GitHub - LueBangs-coder/nemesis-eval: She who catches hubris in agents — a Python evaluation harness for agentic failure modes.

When an AI coding agent says "I'm done" — is it really? Nemesis checks.

Why Nemesis exists

When an AI coding agent reports success, the claim is only as trustworthy as the verification behind it. Sometimes the agent really finished. Often it finished its checklist but never confirmed the real state of the world — the tests, the files, the repository.

Nemesis turns a catalog of twenty real, observed agent failure modes into automated detectors. Each detector inspects a run artifact — the agent's transcript, the repository state, the agent's own claim of success — and reports whether the corresponding failure occurred, with evidence.

The deeper reason this is public is education. The best way to learn how an AI-safety harness is actually built is to read one that works. If you are teaching yourself, breaking into the field, or simply curious how this is done — this repository is yours to read, fork, and learn from. That is the point. Giving back to the community is the reason, not an afterthought.

How it works

Three primitives and a loop.

Failure mode — a named, documented production failure (the catalog).
Detector — code that inspects a run artifact and returns whether its target failure occurred, with evidence.
Synthetic agent — a controllable fake agent that injects known failures on demand, so detectors can be validated against ground truth.

flowchart LR
    A[SyntheticAgent] -->|inject known failure| B[RunArtifact]
    B --> C{Detectors}
    C -->|DetectionResult + evidence| D[EvalLoop]
    D -->|score TPR / FPR| E[Markdown report]

The eval loop runs every registered detector against known-truth runs and scores each one on two axes:

True-positive rate (TPR) — did the detector catch its target failure when it was present?
False-positive rate (FPR) — did it stay silent on clean runs and on other modes' failures?

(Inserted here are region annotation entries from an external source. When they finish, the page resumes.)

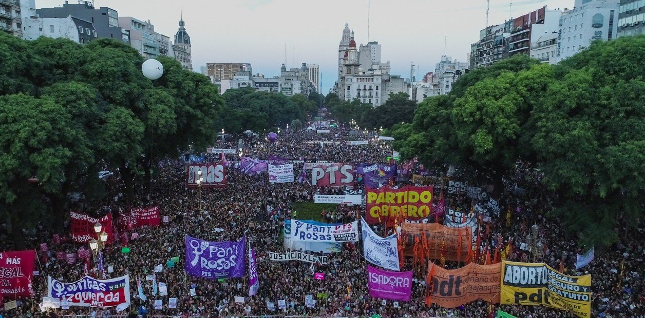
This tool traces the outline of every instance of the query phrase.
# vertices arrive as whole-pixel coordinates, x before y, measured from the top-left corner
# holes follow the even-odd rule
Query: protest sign
[[[361,218],[361,228],[365,259],[384,268],[399,270],[397,234],[393,234],[387,238],[381,238],[374,233],[362,218]]]
[[[308,254],[298,250],[288,252],[286,253],[275,253],[268,252],[269,259],[272,261],[301,261],[305,263],[319,262],[322,265],[327,263],[327,256]]]
[[[399,218],[411,220],[430,215],[433,187],[406,185],[399,189],[366,187],[367,207],[365,221],[369,224],[386,221],[390,224]]]
[[[446,270],[430,263],[426,281],[432,291],[428,300],[446,308],[457,308],[477,299],[499,304],[501,276],[501,263],[491,265],[471,263],[454,270]]]
[[[269,182],[272,183],[286,183],[293,182],[293,165],[269,165]]]
[[[354,167],[346,164],[330,164],[312,167],[312,185],[342,187],[354,185]]]
[[[241,277],[246,274],[245,238],[210,242],[186,236],[186,272],[203,278]]]
[[[370,295],[382,299],[410,301],[412,271],[390,272],[367,266]]]
[[[15,299],[34,295],[32,278],[35,256],[34,250],[0,254],[0,297]]]
[[[545,306],[590,316],[591,276],[570,276],[544,263],[502,261],[501,303]]]
[[[72,240],[76,243],[87,243],[92,239],[101,239],[99,233],[94,230],[94,225],[100,223],[102,225],[101,231],[108,234],[107,244],[111,244],[114,239],[112,230],[112,214],[96,219],[87,214],[70,212],[70,227],[72,232]]]
[[[198,182],[201,171],[201,183]],[[223,187],[226,185],[226,171],[221,164],[191,164],[188,165],[188,175],[186,178],[186,186],[189,188],[200,187]]]
[[[342,225],[316,225],[291,220],[291,239],[314,242],[355,242],[359,240],[358,221]]]
[[[47,295],[66,300],[70,306],[107,308],[130,302],[130,277],[95,279],[85,276],[74,283],[47,277]]]

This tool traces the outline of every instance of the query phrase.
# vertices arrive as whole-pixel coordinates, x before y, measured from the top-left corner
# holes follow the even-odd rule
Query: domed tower
[[[191,57],[190,51],[190,37],[188,35],[188,32],[186,32],[186,28],[184,27],[185,23],[184,23],[183,17],[180,18],[179,20],[179,29],[175,33],[175,43],[174,45],[182,49],[183,51],[186,51],[186,54],[188,55],[188,64],[184,66],[186,68],[189,70],[192,70],[192,61]],[[183,64],[183,63],[182,63]]]

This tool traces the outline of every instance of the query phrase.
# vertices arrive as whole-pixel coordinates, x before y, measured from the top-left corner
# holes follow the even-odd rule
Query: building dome
[[[184,20],[179,20],[179,30],[175,34],[175,44],[190,45],[190,37],[184,28]]]

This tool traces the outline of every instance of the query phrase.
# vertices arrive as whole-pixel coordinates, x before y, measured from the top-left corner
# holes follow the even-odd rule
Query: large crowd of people
[[[269,156],[281,158],[329,160],[333,162],[384,163],[391,156],[388,144],[373,140],[373,134],[357,134],[342,127],[332,127],[328,134],[317,133],[315,130],[303,129],[283,132],[277,142],[270,142],[263,136],[242,136],[244,156],[266,158]],[[350,133],[352,135],[350,136]],[[217,148],[237,149],[237,138],[227,137],[230,140],[218,140]],[[368,145],[350,145],[347,140],[364,139]],[[312,142],[332,142],[321,144]],[[229,162],[235,161],[239,156],[227,155]],[[208,154],[206,162],[219,162],[220,154]],[[404,163],[399,163],[402,169]],[[39,252],[40,275],[34,279],[35,295],[18,299],[17,308],[10,311],[0,310],[2,317],[49,317],[71,315],[111,317],[139,314],[144,317],[152,316],[170,317],[249,317],[259,315],[286,315],[297,317],[493,317],[497,309],[501,309],[519,317],[573,317],[566,311],[543,306],[499,305],[478,301],[456,308],[443,308],[435,304],[426,306],[425,277],[427,273],[417,268],[414,273],[412,295],[409,302],[393,302],[373,298],[367,286],[367,262],[361,249],[355,244],[343,244],[339,253],[328,256],[327,264],[318,265],[316,271],[326,274],[324,280],[315,280],[310,269],[310,263],[299,261],[274,261],[269,259],[268,252],[284,250],[283,227],[285,220],[294,217],[293,203],[311,201],[317,193],[337,192],[337,189],[322,189],[312,186],[309,182],[297,181],[301,167],[294,167],[296,182],[270,183],[266,173],[246,174],[233,167],[226,168],[227,185],[224,188],[188,188],[186,183],[186,165],[183,160],[168,158],[159,163],[159,173],[155,175],[150,193],[137,193],[132,206],[159,205],[161,215],[168,216],[169,221],[159,227],[134,230],[137,234],[129,240],[130,252],[121,252],[121,241],[115,239],[104,250],[104,267],[112,267],[114,271],[108,277],[129,274],[130,277],[131,304],[128,308],[117,312],[115,308],[94,308],[73,306],[69,310],[48,309],[41,310],[39,303],[46,295],[46,276],[51,276],[61,281],[71,282],[85,275],[87,264],[79,260],[68,265],[57,259],[57,252],[74,253],[78,244],[71,241],[68,229],[59,233],[63,238],[59,244],[52,243],[55,234],[46,225],[39,224],[23,232],[27,245],[37,248],[39,243],[46,242],[50,247],[46,252]],[[453,178],[468,180],[469,176],[460,176],[459,169]],[[408,184],[409,176],[401,176],[396,180],[399,185]],[[308,180],[310,176],[307,174]],[[621,234],[621,243],[596,250],[591,263],[577,271],[574,262],[577,254],[583,250],[577,245],[575,233],[568,232],[561,226],[557,220],[546,216],[555,201],[557,194],[548,191],[540,182],[538,171],[530,170],[519,164],[517,170],[506,176],[506,188],[508,189],[499,198],[499,216],[494,216],[490,224],[491,235],[482,246],[506,244],[510,242],[513,247],[511,261],[530,261],[525,239],[534,224],[540,226],[540,236],[544,242],[543,255],[539,261],[546,263],[555,268],[564,267],[566,273],[571,275],[589,273],[592,275],[593,298],[592,314],[599,317],[645,317],[645,251],[643,250],[642,226],[637,231]],[[117,175],[105,182],[108,194],[100,204],[86,205],[84,212],[101,216],[108,212],[116,214],[128,208],[123,193],[123,184]],[[486,185],[484,184],[477,185]],[[360,184],[357,185],[360,187]],[[513,189],[521,191],[514,191]],[[439,189],[435,196],[439,196]],[[461,210],[470,210],[476,203],[464,192],[442,193],[446,205]],[[519,208],[519,209],[518,209]],[[510,226],[508,227],[506,211],[512,211]],[[516,212],[519,211],[519,212]],[[364,215],[364,206],[339,205],[335,210],[325,211],[319,221],[324,222],[348,222],[355,221]],[[300,216],[295,216],[299,218]],[[385,230],[380,226],[379,233]],[[7,233],[7,225],[2,228],[0,244],[3,250],[10,250],[12,239]],[[130,233],[130,235],[132,234]],[[257,255],[259,289],[257,295],[248,297],[248,278],[231,278],[210,280],[190,276],[184,269],[185,235],[201,239],[221,241],[237,241],[246,235],[247,245],[252,247]],[[498,238],[501,238],[498,239]],[[159,282],[168,286],[168,295],[152,296],[152,282],[145,277],[152,274],[154,267],[166,264],[174,257],[180,262],[173,268],[164,267],[156,274]],[[560,263],[564,260],[563,267]],[[437,260],[430,260],[437,262]],[[450,262],[446,268],[463,266],[463,262]],[[90,266],[90,267],[93,267]],[[407,259],[402,270],[412,269],[412,259]],[[97,270],[90,270],[90,275],[98,275]],[[143,281],[143,289],[148,295],[146,301],[139,299],[137,292],[137,279]],[[348,291],[348,288],[350,290]],[[195,288],[196,295],[192,296],[190,290]],[[305,295],[312,295],[317,302],[313,308],[305,304]],[[324,295],[322,297],[318,297]],[[245,296],[244,302],[236,303],[235,296]],[[168,308],[168,299],[177,299],[176,308]],[[155,299],[163,300],[161,310],[154,309]],[[286,308],[270,311],[266,303],[284,299]]]

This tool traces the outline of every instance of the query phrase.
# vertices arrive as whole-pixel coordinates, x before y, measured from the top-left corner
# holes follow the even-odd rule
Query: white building
[[[550,33],[542,35],[535,43],[531,43],[531,57],[542,63],[554,64],[555,53],[558,50],[558,35]]]
[[[595,40],[615,39],[619,0],[575,0],[573,10],[560,18],[556,62],[569,57]]]

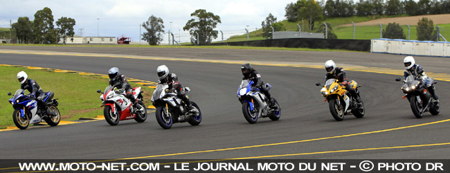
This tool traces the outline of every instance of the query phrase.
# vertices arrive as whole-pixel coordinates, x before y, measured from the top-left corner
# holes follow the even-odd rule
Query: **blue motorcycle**
[[[58,102],[53,99],[54,93],[51,91],[44,93],[42,97],[44,105],[39,104],[31,95],[25,95],[26,90],[18,89],[9,102],[14,108],[12,120],[19,129],[25,129],[30,124],[43,121],[51,126],[60,123],[61,116],[57,109]],[[8,93],[11,95],[11,93]]]
[[[280,104],[272,98],[275,103],[272,107],[269,106],[269,99],[260,91],[258,88],[253,88],[251,84],[253,82],[244,80],[237,89],[237,96],[242,104],[242,113],[244,117],[250,124],[256,123],[258,118],[269,117],[272,120],[278,120],[281,115]],[[265,84],[269,89],[271,86]]]

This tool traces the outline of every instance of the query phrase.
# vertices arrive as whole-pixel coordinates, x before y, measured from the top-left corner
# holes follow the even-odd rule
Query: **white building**
[[[58,44],[64,44],[64,40],[61,39]],[[114,37],[68,37],[67,44],[116,44],[117,39]]]

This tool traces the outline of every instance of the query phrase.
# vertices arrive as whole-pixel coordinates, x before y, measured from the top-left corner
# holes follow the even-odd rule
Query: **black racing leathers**
[[[329,79],[337,79],[338,82],[342,82],[342,84],[343,84],[345,86],[345,89],[347,89],[347,91],[348,91],[350,93],[352,97],[356,98],[357,100],[359,99],[358,95],[357,94],[357,91],[350,86],[350,82],[348,81],[348,79],[347,78],[347,75],[345,75],[345,71],[344,70],[343,68],[336,66],[336,68],[334,68],[334,73],[327,73],[325,77],[326,77],[325,81],[328,80]]]
[[[181,98],[186,104],[188,107],[191,107],[189,99],[184,94],[184,92],[183,92],[183,86],[178,82],[178,77],[177,77],[175,73],[168,74],[168,76],[165,79],[158,81],[158,84],[168,84],[169,85],[169,89],[176,90],[177,91],[177,96]]]
[[[269,93],[269,89],[266,86],[266,85],[264,84],[264,82],[261,80],[261,75],[260,75],[258,71],[255,70],[252,70],[251,72],[247,76],[244,76],[242,78],[242,80],[250,80],[253,81],[253,84],[251,84],[252,86],[258,87],[260,89],[261,91],[267,97],[267,99],[271,101],[271,97],[270,93]]]
[[[136,99],[133,96],[133,88],[132,88],[132,86],[128,83],[128,80],[127,80],[127,77],[125,77],[125,75],[118,75],[114,77],[114,78],[109,80],[109,85],[116,86],[119,89],[124,89],[127,93],[127,98],[129,99],[129,100],[134,103],[134,105],[135,104]]]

A good detector scores TPR = 1.00 and FPR = 0.00. The current suite hits that across all twenty modes.

flowchart TD
    subgraph Catalog
      M[20 failure modes]
    end
    subgraph Detectors
      D1[detector 1] & D2[detector 2] & Dn[... detector 20]
    end
    M --> Detectors
    Detectors -->|register_detector| R[Registry]
    R --> L[EvalLoop.run]
    L --> Rep[EvalReport]
    Rep --> CLI[nemesis eval --output report.md]

The catalog

Twenty production failure modes, grouped into five categories. Every mode has a detector in src/nemesis/detectors/.

Category	Modes	Theme
Verification and ground truth	8	Agent self-report diverging from real system state. Maps to scalable oversight.
State hygiene and closeout	5	Silent state leakage between phases.
Doctrine and multi-agent coordination	3	Emergent failures when more than one agent shares a substrate.
Scope and specification	2	Failures from ambiguous or partial instruction.
Skill design and prompt safety	2	Capability sprawl and unsafe prompt language.

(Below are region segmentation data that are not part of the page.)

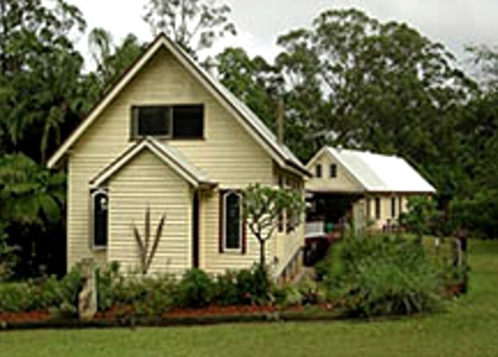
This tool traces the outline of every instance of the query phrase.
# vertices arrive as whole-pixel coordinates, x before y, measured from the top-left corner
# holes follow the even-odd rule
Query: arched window
[[[242,250],[244,228],[240,195],[234,191],[222,194],[224,250]]]
[[[93,243],[94,248],[105,248],[108,242],[108,192],[98,190],[91,195]]]

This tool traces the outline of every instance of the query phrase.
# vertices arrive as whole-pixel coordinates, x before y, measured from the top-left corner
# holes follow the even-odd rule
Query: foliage
[[[463,105],[476,86],[443,45],[355,9],[325,10],[311,29],[291,31],[278,43],[284,51],[276,61],[289,78],[286,102],[294,111],[288,120],[303,128],[289,144],[305,158],[314,142],[397,153],[415,162],[440,163],[443,151],[456,158],[450,152],[457,139],[455,104]]]
[[[102,28],[95,28],[90,31],[88,43],[96,65],[96,70],[92,75],[98,84],[101,95],[138,58],[143,50],[143,46],[135,35],[129,34],[121,44],[115,45],[111,33]]]
[[[249,185],[243,192],[244,219],[260,246],[260,265],[265,266],[265,244],[278,228],[279,218],[285,212],[287,219],[300,218],[305,209],[302,195],[285,188]],[[298,220],[294,222],[299,225]]]
[[[42,281],[0,284],[0,312],[24,312],[49,308],[78,312],[78,294],[82,280],[79,267],[63,279],[50,276]]]
[[[164,32],[191,55],[211,47],[227,33],[236,34],[230,8],[205,0],[149,0],[144,20],[157,34]]]
[[[163,234],[163,227],[164,222],[166,220],[166,215],[163,214],[159,219],[159,222],[156,228],[156,234],[154,236],[154,240],[152,241],[151,245],[151,222],[150,222],[150,208],[147,207],[145,210],[145,228],[143,237],[140,236],[138,228],[136,226],[133,227],[133,236],[135,241],[138,245],[138,254],[140,256],[140,271],[142,274],[146,275],[149,271],[154,257],[156,255],[157,248],[159,246],[159,242]]]
[[[181,306],[203,307],[213,297],[214,283],[211,278],[199,269],[187,271],[178,284],[178,303]]]
[[[481,191],[469,199],[454,201],[451,206],[455,228],[484,238],[498,238],[498,191]]]
[[[411,314],[439,306],[438,272],[418,243],[350,238],[332,247],[328,262],[330,298],[349,315]]]
[[[430,233],[436,223],[436,203],[424,196],[416,196],[408,199],[407,211],[400,218],[401,224],[409,231],[414,233],[420,240],[424,234]]]
[[[275,128],[277,102],[284,78],[263,57],[249,57],[241,47],[228,47],[216,56],[219,81],[269,127]]]
[[[174,305],[177,295],[176,281],[169,275],[125,278],[117,262],[97,271],[99,311],[129,308],[135,314],[158,316]]]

The full list lives in data/failure_modes.yaml. The flagship detector targets agent_declared_success_too_early — the agent finishes its internal checklist but never verifies the real repo state. It is, in miniature, the alignment problem of model self-report versus ground truth.

Install

Requires Python 3.11+.

From PyPI (installs the nemesis command):

pip install nemesis-eval

The distribution is named nemesis-eval; the import package and CLI are both nemesis.

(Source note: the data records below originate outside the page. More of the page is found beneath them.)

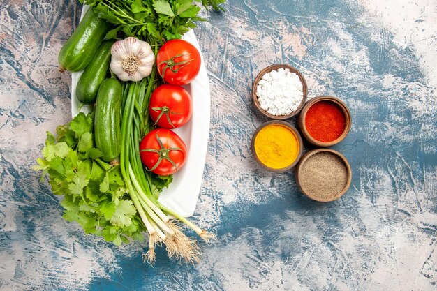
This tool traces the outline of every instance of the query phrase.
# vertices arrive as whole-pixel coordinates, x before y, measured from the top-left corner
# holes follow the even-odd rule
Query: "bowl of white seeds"
[[[261,70],[252,87],[255,106],[273,119],[288,119],[299,113],[307,94],[302,74],[285,64],[272,65]]]

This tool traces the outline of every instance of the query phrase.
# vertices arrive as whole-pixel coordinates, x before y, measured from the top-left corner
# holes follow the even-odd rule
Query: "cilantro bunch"
[[[116,245],[143,240],[145,230],[126,192],[119,165],[100,158],[93,138],[93,119],[80,112],[69,124],[47,132],[38,158],[41,180],[48,176],[53,193],[64,195],[64,217],[77,221],[87,234]]]
[[[189,29],[195,27],[201,2],[207,9],[223,10],[220,4],[225,0],[80,0],[90,5],[101,18],[115,28],[106,36],[116,38],[119,31],[135,36],[151,45],[162,45],[170,39],[180,38]]]

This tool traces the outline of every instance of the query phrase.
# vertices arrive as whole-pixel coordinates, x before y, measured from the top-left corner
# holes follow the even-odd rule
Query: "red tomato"
[[[164,43],[156,56],[158,71],[166,83],[185,85],[200,70],[200,54],[190,43],[181,39]]]
[[[154,173],[167,176],[185,163],[186,146],[176,133],[165,128],[149,133],[140,143],[141,161]]]
[[[191,96],[180,86],[161,85],[151,94],[149,113],[155,124],[160,127],[182,126],[191,118]]]

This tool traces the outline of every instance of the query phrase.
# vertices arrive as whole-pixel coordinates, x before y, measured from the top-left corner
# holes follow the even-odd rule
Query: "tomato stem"
[[[175,58],[178,58],[182,56],[184,56],[186,54],[191,54],[191,53],[186,53],[186,54],[177,54],[175,56],[174,56],[172,58],[168,59],[166,61],[162,61],[161,63],[159,63],[158,64],[158,66],[161,66],[163,64],[165,64],[165,66],[164,67],[164,68],[163,69],[163,73],[161,75],[161,77],[163,79],[164,78],[164,75],[165,75],[165,71],[167,70],[168,68],[170,68],[170,70],[173,72],[173,73],[177,73],[179,72],[179,70],[180,69],[182,69],[182,68],[184,68],[184,66],[187,66],[190,61],[194,61],[194,59],[187,59],[186,61],[179,61],[179,62],[175,62]],[[178,68],[175,68],[175,66],[181,66],[183,65],[180,67],[179,67]]]
[[[152,153],[156,153],[156,154],[158,154],[159,155],[159,158],[158,159],[158,161],[151,167],[151,169],[149,169],[148,170],[149,171],[153,171],[154,170],[156,169],[163,160],[168,161],[172,164],[172,165],[173,167],[175,167],[175,169],[176,169],[176,170],[177,170],[177,166],[176,165],[176,164],[175,163],[173,160],[172,160],[171,158],[170,157],[170,152],[171,151],[182,151],[182,149],[181,148],[179,148],[179,147],[169,147],[168,149],[166,148],[165,147],[164,147],[164,144],[163,144],[163,142],[161,140],[161,139],[158,136],[158,133],[156,133],[156,140],[158,141],[158,143],[159,144],[159,147],[161,147],[161,149],[142,149],[142,150],[140,151],[140,152],[141,152],[141,151],[150,151],[150,152],[152,152]],[[184,152],[184,151],[182,151],[182,152]]]

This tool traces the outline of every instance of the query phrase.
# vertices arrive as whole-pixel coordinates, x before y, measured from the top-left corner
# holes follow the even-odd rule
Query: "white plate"
[[[84,6],[80,19],[83,17],[88,6]],[[176,128],[177,133],[185,142],[188,156],[184,167],[174,174],[173,181],[168,189],[161,194],[159,201],[166,207],[185,217],[194,214],[202,185],[203,167],[208,146],[209,135],[209,118],[211,96],[209,82],[207,74],[203,56],[199,43],[192,30],[185,34],[182,39],[190,42],[200,52],[202,65],[199,75],[185,89],[193,98],[193,115],[187,124]],[[76,98],[76,84],[82,72],[71,73],[71,115],[79,113],[80,103]],[[88,113],[89,106],[83,106],[82,112]]]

From source, for development:

git clone https://github.com/LueBangs-coder/nemesis-eval.git
cd nemesis-eval
python -m venv .venv
source .venv/bin/activate          # Windows: .venv\Scripts\Activate.ps1
pip install -e ".[dev]"
pytest

Usage

Run every detector against synthetic known-truth runs and print the scores:

python -m nemesis eval

Write a structured Markdown report instead of printing:

python -m nemesis eval --output report.md

The report lists, for each failure mode, the true-positive rate, the false-positive rate, and sample evidence for every detection — and links back to the build log.

Checking a real repository

nemesis eval is the self-test against synthetic runs. To run the detectors against a real repository, use nemesis check:

python -m nemesis check --repo . --claimed-success --tests-passing false

It builds the run artifact from read-only git state (worktree status, branch, HEAD, upstream parity) plus the run context you provide. Nemesis never executes the project's tests or any project code — you pass the test outcome with --tests-passing, so pointing it at an untrusted repo is safe. Add --output report.md to write a Markdown check report. Pass --fail-on-detect to exit non-zero when any failure mode fires (useful in CI).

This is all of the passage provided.